Reputacja i marketing
Z jakich krajów przyjeżdża nad Wisłę największa liczba klientów klinik estetycznych? - Szacowałbym, że nawet ok. 15 proc. pacjentek i pacjentów, korzystających z naszych usług, to osoby pracujące w takich krajach, jak Wielka Brytania, Niemcy, Szwajcaria czy nawet Stany Zjednoczone - mówi dr Krzysztof Gojdź z warszawskiej Holistic Clinic. Sporo klientów o jego renomie dowiedziało się z mediów, m.in. z programu telewizyjnego “Niezwykłe przypadki medyczne”, ale lekarz wskazuje również na inne źródło popularności. - Owszem, medialność jest istotna, ale ważniejszym filarem promocji jest tzw. marketing szeptany. Szukając specjalisty z dziedziny medycyny estetycznej, należy przede wszystkim opierać się na oddolnych rekomendacjach i reputacji danego lekarza - doradza Gojdź. Opinię o znaczeniu poziomu usług medycznych potwierdza dr Szczyt. - Jakość świadczonych usług i opinie zadowolonych pacjentów to dwa pierwsze czynniki, które powinniśmy brać pod uwagę przy podejmowaniu decyzji o zabiegach. Dopiero na trzecim miejscu są ich ceny - podkreśla chirurg.
Na czym warto oszczędzić?
Koszt usług to jednak istotne kryterium dla wielu klientów klinik. Jak bardzo różnią się ceny zabiegów w Polsce i w krajach Europy Zachodniej? W klinice w londyńskiej dzielnicy Greenwich ceny drobnych zabiegów wygładzania zmarszczek czoła kwasem hialuronowym zaczynają się od 190 funtów (czyli ponad 944 zł, kurs z dnia 10.08.2016, za serwisem Cinkciarz.pl - przyp.red.). W warszawskich klinikach ceny tego samego zabiegu zaczynają się od 600 zł. Naprawdę duże różnice cenowe są zauważalne przy zabiegach z dziedziny laseroterapii. - W zależności od zakresu i specyfiki zabiegu, można oszczędzić naprawdę spore kwoty, rzędu nawet 1 tys. dolarów. Pamiętajmy, że zabiegi laseroterapii mają jednak tę specyfikę, że należy po nich dać odpocząć skórze przez kilka dni, więc nie jest najbardziej komfortowym rozwiązaniem wybranie się w podróż bezpośrednio po zabiegu - ostrzega dr Gojdź.

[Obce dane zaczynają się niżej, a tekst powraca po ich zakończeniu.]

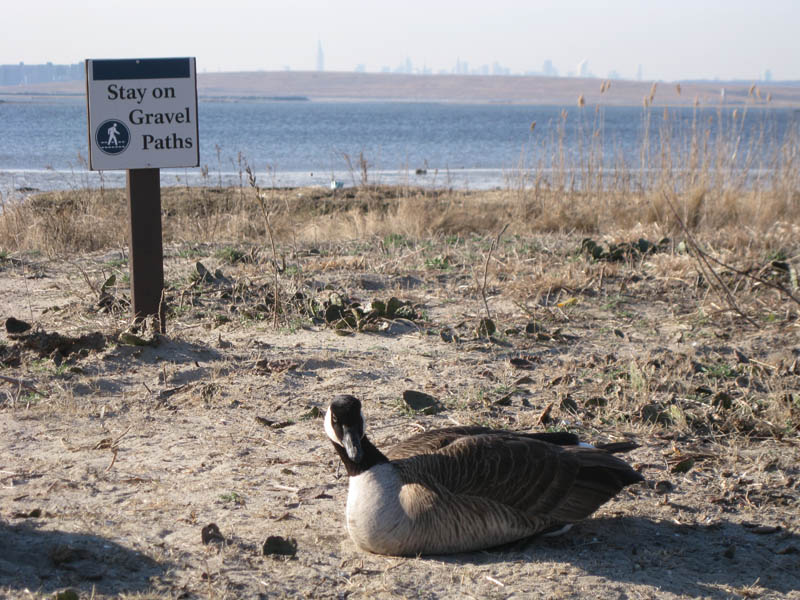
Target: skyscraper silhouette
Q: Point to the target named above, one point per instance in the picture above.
(320, 57)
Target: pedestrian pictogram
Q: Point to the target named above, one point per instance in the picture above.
(112, 136)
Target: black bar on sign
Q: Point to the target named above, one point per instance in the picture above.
(146, 252)
(141, 68)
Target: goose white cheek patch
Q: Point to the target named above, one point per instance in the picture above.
(329, 428)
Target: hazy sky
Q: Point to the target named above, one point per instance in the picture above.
(677, 39)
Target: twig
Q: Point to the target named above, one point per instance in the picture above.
(703, 262)
(252, 180)
(758, 278)
(20, 383)
(482, 288)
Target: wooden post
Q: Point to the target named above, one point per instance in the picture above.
(146, 251)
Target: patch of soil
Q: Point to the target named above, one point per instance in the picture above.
(113, 470)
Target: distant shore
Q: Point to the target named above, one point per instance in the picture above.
(528, 90)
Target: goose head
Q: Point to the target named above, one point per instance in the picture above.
(344, 425)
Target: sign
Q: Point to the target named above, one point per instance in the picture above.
(142, 113)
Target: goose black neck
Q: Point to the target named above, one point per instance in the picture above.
(372, 457)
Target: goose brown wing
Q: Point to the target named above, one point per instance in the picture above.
(520, 472)
(564, 484)
(433, 441)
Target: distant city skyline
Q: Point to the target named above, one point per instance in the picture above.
(630, 39)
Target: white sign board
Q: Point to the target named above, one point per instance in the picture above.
(142, 113)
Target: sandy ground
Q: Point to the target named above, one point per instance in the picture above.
(115, 457)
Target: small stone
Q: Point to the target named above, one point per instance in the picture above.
(277, 545)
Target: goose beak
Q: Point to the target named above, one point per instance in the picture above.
(352, 444)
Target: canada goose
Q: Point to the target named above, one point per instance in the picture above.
(467, 488)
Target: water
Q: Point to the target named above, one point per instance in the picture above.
(43, 142)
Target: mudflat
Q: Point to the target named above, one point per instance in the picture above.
(194, 463)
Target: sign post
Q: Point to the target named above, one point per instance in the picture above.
(142, 116)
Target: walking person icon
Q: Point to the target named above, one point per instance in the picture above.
(112, 133)
(112, 136)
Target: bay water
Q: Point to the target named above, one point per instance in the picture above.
(43, 142)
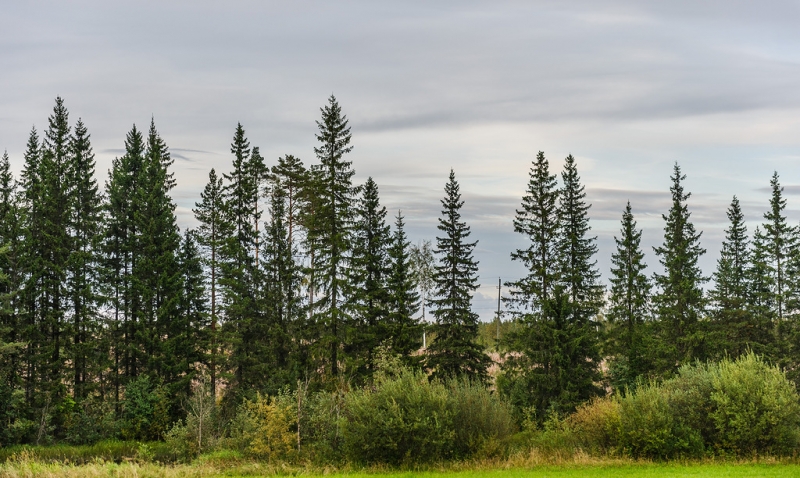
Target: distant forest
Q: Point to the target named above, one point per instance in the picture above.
(297, 277)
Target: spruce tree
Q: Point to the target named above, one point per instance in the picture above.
(455, 352)
(156, 276)
(537, 220)
(369, 270)
(120, 247)
(11, 268)
(284, 302)
(85, 221)
(577, 267)
(554, 349)
(781, 244)
(736, 329)
(291, 176)
(404, 331)
(211, 235)
(330, 230)
(679, 301)
(244, 325)
(628, 302)
(187, 338)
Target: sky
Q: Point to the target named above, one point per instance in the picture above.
(628, 88)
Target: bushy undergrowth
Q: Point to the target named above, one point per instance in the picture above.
(734, 408)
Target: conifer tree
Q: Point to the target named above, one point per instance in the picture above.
(187, 338)
(577, 267)
(404, 331)
(369, 271)
(120, 247)
(10, 269)
(291, 176)
(284, 304)
(330, 229)
(629, 300)
(679, 300)
(455, 351)
(83, 263)
(537, 220)
(555, 351)
(244, 324)
(156, 275)
(781, 244)
(212, 233)
(736, 328)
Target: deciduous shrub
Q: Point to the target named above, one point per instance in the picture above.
(754, 408)
(144, 411)
(401, 420)
(265, 428)
(481, 420)
(598, 424)
(740, 407)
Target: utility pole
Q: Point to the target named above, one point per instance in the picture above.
(498, 309)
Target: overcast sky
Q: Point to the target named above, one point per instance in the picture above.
(628, 88)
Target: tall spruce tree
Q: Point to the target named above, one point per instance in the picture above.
(679, 301)
(83, 273)
(156, 276)
(11, 268)
(120, 247)
(455, 352)
(735, 328)
(291, 176)
(369, 270)
(284, 302)
(537, 220)
(628, 303)
(245, 327)
(330, 230)
(46, 257)
(781, 244)
(555, 349)
(211, 235)
(577, 267)
(187, 339)
(404, 330)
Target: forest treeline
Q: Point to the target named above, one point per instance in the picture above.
(298, 277)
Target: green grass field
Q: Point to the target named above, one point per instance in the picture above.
(18, 470)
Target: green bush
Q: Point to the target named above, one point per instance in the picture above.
(320, 424)
(109, 450)
(649, 426)
(741, 407)
(202, 430)
(145, 415)
(265, 428)
(402, 420)
(406, 418)
(598, 424)
(754, 408)
(481, 420)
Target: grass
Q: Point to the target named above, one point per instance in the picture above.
(533, 465)
(124, 470)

Jeżeli zależy nam na prawdziwych oszczędnościach w korzystaniu z medycyny estetycznej, na pewno nie należy poszukiwać ich w obniżaniu jakości usług. Dobrym pomysłem w przypadku przyjazdu na cykl zabiegów do Polski, są natomiast oszczędności na wymianie walut. - Korzystając z internetowych serwisów wymiany walut uzyskamy znacznie korzystniejszy kurs niż w kantorze na lotnisku czy banku. Na przykład wymieniając na złotówki 1 tys. funtów w naszym serwisie oszczędzamy ponad 214 zł - mówi wiceprezes Cinkciarz.pl, Piotr Kiciński (*kurs z dnia 10.08.2016 za serwisem Cinkciarz.pl).

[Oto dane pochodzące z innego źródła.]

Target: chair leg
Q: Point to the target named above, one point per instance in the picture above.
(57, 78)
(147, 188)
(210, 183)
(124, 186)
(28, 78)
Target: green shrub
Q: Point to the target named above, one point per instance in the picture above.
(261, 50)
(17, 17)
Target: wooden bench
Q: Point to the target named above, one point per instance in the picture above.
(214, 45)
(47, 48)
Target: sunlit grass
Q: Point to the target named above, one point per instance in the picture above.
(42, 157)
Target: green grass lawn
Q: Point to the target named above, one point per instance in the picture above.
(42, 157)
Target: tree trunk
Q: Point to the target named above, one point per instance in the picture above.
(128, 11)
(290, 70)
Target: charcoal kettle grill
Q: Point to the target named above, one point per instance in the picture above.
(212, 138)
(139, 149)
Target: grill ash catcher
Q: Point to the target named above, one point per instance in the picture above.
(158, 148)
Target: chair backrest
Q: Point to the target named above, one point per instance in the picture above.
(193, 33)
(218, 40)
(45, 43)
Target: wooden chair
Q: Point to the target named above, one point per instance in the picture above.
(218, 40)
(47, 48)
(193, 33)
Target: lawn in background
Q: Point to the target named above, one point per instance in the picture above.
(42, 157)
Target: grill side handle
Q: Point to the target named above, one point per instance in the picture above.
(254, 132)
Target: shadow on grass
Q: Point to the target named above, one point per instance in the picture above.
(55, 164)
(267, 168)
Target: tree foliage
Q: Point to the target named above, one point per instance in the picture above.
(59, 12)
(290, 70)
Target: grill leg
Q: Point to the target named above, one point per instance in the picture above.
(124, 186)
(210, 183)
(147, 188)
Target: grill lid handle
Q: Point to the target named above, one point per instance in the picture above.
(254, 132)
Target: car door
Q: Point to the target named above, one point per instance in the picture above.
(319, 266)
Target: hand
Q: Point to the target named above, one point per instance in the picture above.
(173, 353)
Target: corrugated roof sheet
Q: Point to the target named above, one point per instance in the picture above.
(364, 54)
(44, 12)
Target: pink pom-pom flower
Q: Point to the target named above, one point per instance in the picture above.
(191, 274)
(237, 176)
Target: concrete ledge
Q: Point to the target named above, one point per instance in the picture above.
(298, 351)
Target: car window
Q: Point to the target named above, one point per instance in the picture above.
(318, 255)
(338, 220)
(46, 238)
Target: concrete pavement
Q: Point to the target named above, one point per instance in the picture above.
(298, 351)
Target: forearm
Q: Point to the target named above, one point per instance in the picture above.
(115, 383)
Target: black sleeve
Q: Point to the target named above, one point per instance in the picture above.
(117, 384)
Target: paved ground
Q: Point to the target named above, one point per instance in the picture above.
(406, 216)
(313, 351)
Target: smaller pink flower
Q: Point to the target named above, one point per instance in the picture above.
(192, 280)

Decyduj się tylko na to, czego naprawdę potrzebujesz
Czy renoma polskich klinik estetycznych i przystępne ceny ich usług oznaczają, że powinniśmy już teraz pakować walizkę i rezerwować termin zabiegu? O zdrowy rozsądek apeluje popularna blogerka modowa, Tamara Gonzalez Perea, autorka bloga MacademianGirl.com: - Wszystko jest dla ludzi, także zdobycze medycyny estetycznej. Błędem jest jednak poddawanie się masowej modzie w korzystaniu z niej. Decydując się na zabieg, powinniśmy przede wszystkim kierować się wewnętrznym przekonaniem, że to, co chcemy poprawić, jest nam naprawdę niezbędne. Wygląd jest sprawą wysoce indywidualną – podsumowuje.